Videolocadora - Carlos Eduardo Vilaça

"Luzes da cidade": poesia em forma de filme

Em 1931, quando Chaplin lançou “Luzes da cidade”, o cinema já vivia plenamente a era do som. Manter o seu doce e atrapalhado Vagabundo em silêncio foi uma atitude corajosa de um artista que entendia perfeitamente a essência do seu tão querido personagem. “A poesia é, de fato, o fruto de um silêncio que sou eu, sois vós / por isso tenho que baixar a voz / porque, se falo alto, não me escuto”, já dizia Ferreira Gullar. E Carlitos, com a sua alma de poeta, vê a beleza em um mundo cínico e, por vezes, cruel, e tenta compartilhá-la, não com palavras, que podem soar vãs, mas com o olhar, a expressão corporal, que revelam a verdade em seu sentimento.

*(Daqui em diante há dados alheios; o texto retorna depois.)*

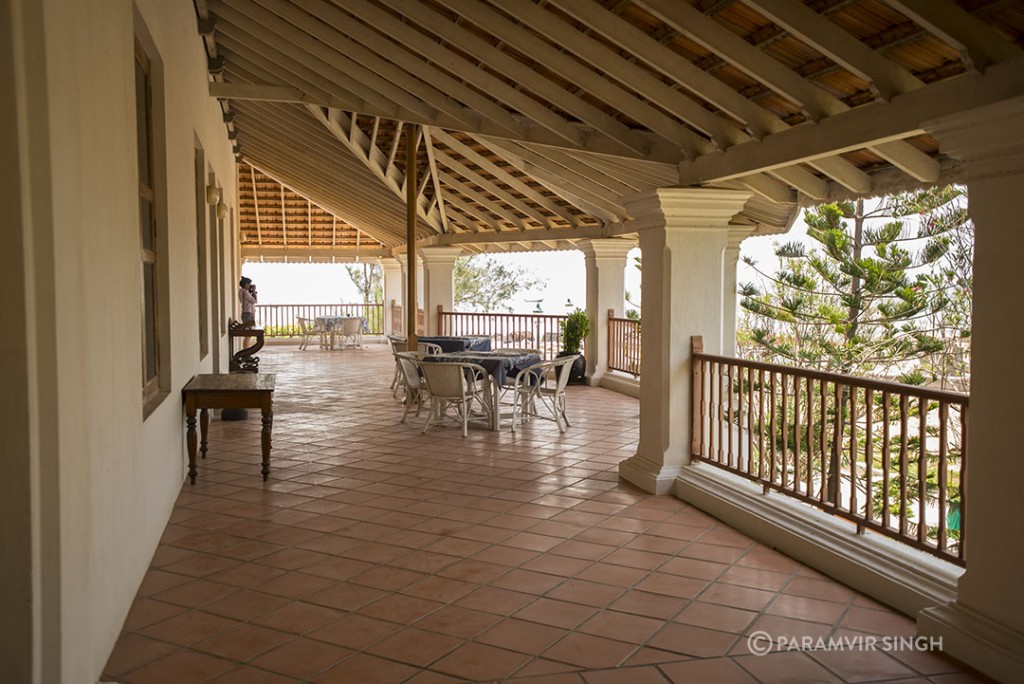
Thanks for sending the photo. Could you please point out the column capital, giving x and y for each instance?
(440, 254)
(985, 140)
(605, 248)
(688, 208)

Charlie Chaplin deixa isso claro logo na cena de abertura, quando, na inauguração de uma estátua, as palavras que saem da boca das autoridades presentes não são representadas pelos clássicos letreiros explicativos, e sim por grasnados extremamente irritantes e ininteligíveis, enquanto o Vagabundo, que dormia pacificamente ali e fora bruscamente acordado, tentava descer em um balé cômico, o que enraivecia a plateia na praça, estabelecendo de imediato a sua condição de marginalizado, de pária. Panorama traçado e declaração de princípios do autor transmitida com sucesso: sim, este é um filme mudo.

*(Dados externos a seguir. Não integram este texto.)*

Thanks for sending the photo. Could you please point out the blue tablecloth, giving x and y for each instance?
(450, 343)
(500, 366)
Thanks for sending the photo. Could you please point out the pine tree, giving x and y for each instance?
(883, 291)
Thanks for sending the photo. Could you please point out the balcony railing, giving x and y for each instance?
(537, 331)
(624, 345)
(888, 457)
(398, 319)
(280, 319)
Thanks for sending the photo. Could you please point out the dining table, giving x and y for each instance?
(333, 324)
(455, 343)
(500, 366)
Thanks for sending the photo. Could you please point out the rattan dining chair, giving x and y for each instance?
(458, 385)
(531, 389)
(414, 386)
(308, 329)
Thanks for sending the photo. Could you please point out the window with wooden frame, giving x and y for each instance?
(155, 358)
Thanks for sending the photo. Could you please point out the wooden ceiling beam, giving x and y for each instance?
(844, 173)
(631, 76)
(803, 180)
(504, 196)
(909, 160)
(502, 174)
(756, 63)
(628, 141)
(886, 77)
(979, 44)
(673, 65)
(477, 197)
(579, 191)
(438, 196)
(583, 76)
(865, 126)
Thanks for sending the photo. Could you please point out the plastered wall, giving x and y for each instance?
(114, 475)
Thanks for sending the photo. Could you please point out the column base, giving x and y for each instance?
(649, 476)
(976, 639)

Filmes mudos têm uma aura encantadora. Entendo que para a audiência de hoje, nesses tempos acelerados que vivemos, em que a atenção é dispersa e até vídeos de mais de um minuto já são longos demais, é um pouco mais complicado convencer as pessoas disso. Mas o caráter universal da obra de Chaplin e o estilo quase episódico das palhaçadas, tudo muito bem coreografado, podem dar uma percepção moderna e mais palatável às novas gerações. Por isso é preciso, assim como Chaplin, resistir e falar sobre esses filmes, mostrar não só a sua importância, como também ressaltar suas qualidades. Especificamente sobre “Luzes da cidade” e os demais filmes de Chaplin, mostrar o quão engraçados e comoventes eles são.

“Luzes da cidade”, por sinal, é considerado por muitos críticos como o melhor filme de Chaplin. Embora tenha mais carinho por “O garoto” e “Em busca do ouro”, não entraria em uma briga para defender tais escolhas. Simplesmente porque “Luzes da cidade” é mesmo genial, especialmente no fino equilíbrio entre o humor e a melancolia. Roger Ebert escreveu que “o dom de Chaplin era realmente mágica”. É uma excelente descrição, pois se trata de um trabalho tão meticuloso, tão sensível, que é praticamente impossível imaginar um processo meramente industrial por trás de tudo isso. Bem, é por filmes assim que expressões como “a magia do cinema” se eternizaram, por certo.

Inebriado, talvez, por essa aura sublime, o adorável Vagabundo se apaixona por uma vendedora de flores cega. Ela lhe trata bem, toca o seu coração apenas por “enxergá-lo”. Ele não está acostumado com isso. Ora, até o “amigo”, salvo da morte por ele, só o reconhece quando está bêbado. Mas, quando ela o confunde com um milionário, Carlitos não desfaz o mal entendido e passa a ajudá-la da maneira que pode, inclusive ajudando-a a pagar pela cura para seus olhos. Ele, então, arruma trabalho – e confusão; vai lutar boxe – e arranja novas confusões em um momento clássico do cinema. Faz, enfim, o que foi moldado pela sociedade para fazer: sobrevive, munido por sua esperteza e criatividade.

O grande trunfo de “Luzes da cidade” reside no seu tom agridoce. Sim, a crítica social, uma constante no trabalho de Chaplin, permanece, assim como o timing perfeito da comédia pastelão. Mas o melodrama está mais acentuado do que o costume. É o romance que move a trama. Assim, quando vamos nos encaminhando para o encerramento, o sorriso no rosto vai sendo, lento e dramaticamente, molhado por lágrimas que caem sem aviso prévio, da forma mais natural possível. Pode até parecer piegas, mas acredite, não é. Afinal, estamos diante de uma das cenas finais mais belas da história do cinema.

ONDE ASSISTIR

  • “Luzes da cidade” está disponível para streaming no Globoplay, MUBI, Belas Artes à La Carte, KinoPop ou no Pluto TV gratuitamente com comerciais nos intervalos.